Subject Re: Collations
Author peter_jacobi.rm
Hi Ales,

I copy this message to Firebird-Architect, as it seems
to be be more on topic there. I suggest you join Firebird-Architect
to further discuss this thread. Perhaps some of the Elders will
advise us, whether we should move to the developer list, but
I would prefer Firebird-Architect.

--- In firebird-support@yahoogroups.com, Ales Smodis wrote:
> I should mention
> though that I'll be working under linux and will thus be able to
> generate only appropriate .so libs

Fine, I'm on Win32 and so we can test both sides of the chasm.

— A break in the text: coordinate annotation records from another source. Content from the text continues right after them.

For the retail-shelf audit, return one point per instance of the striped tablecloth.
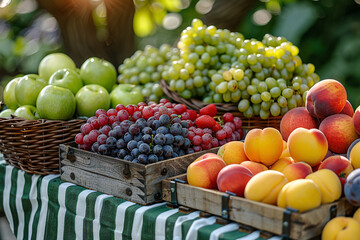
(40, 207)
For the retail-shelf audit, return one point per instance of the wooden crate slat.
(103, 184)
(262, 216)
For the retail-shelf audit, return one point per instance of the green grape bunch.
(264, 78)
(144, 69)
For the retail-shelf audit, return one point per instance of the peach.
(265, 186)
(352, 188)
(254, 167)
(263, 145)
(329, 184)
(356, 215)
(203, 173)
(233, 178)
(295, 118)
(339, 131)
(232, 152)
(208, 155)
(341, 228)
(325, 98)
(308, 146)
(356, 120)
(301, 194)
(339, 165)
(298, 170)
(348, 109)
(280, 164)
(353, 154)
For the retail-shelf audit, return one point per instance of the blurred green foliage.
(327, 33)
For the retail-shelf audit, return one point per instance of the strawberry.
(205, 121)
(209, 110)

> Errr... Since the future seems to be unicode and Firebird does
> transliteration through unicode mappings anyway,

Yes, but not collations. The collation algorithm has to be
provided per charset. This actually makes sense, as a sortkey
implementing full UNICODE collation algorithm for the entire
UNICODE repertoire typically needs 32 bits per character, whereas
for each ISO-8859-* repertoire it should be possible to squeeze
this to 12 bit per characters. As index key length is a spare
resource in Firebird, this helps a lot.

> I went to see how
> unicode guys handle collations.
> [...]
> http://www.unicode.org/charts/collation/

Yes I know that link. This gives the default UNICODE
collation. All locale specific collations should be defined
in terms of changes to this collation.

> Otherwise you might try http://www.alphabets-world.com/

Thank you very much! I feel rather stupid, that I didn't found
that link.

> > So give me a link about Croation sort order if you find one.
> http://www.hr/hrvatska/language/abeceda.en.htm
> You might want to compare it with Slovenian alphabet/sort order:
> http://www.ijs.si/slo-chset.html

And thanks for these, too.

But this is still not enough, and 'reverse-engineering' may
still be the easiest approach for getting complete locale
specific collations. If I'm not mistaken, the pages you found
don't give the nitty-gritty details of, e.g. how to sort
the various accented characters in foreign words (Polish and
Czech differ in the relative order of á and ä, for whatever
reasons).

Whereas I would guess that the Win32 collating support is inferior
to Java and GNU, it's easiest to check for me. I've put the
result online at
http://groups.yahoo.com/group/Firebird-Architect/files/charsets_and_collati=
ons/

Perhaps you can check the ouput for the languages you know.

Regards,
Peter Jacobi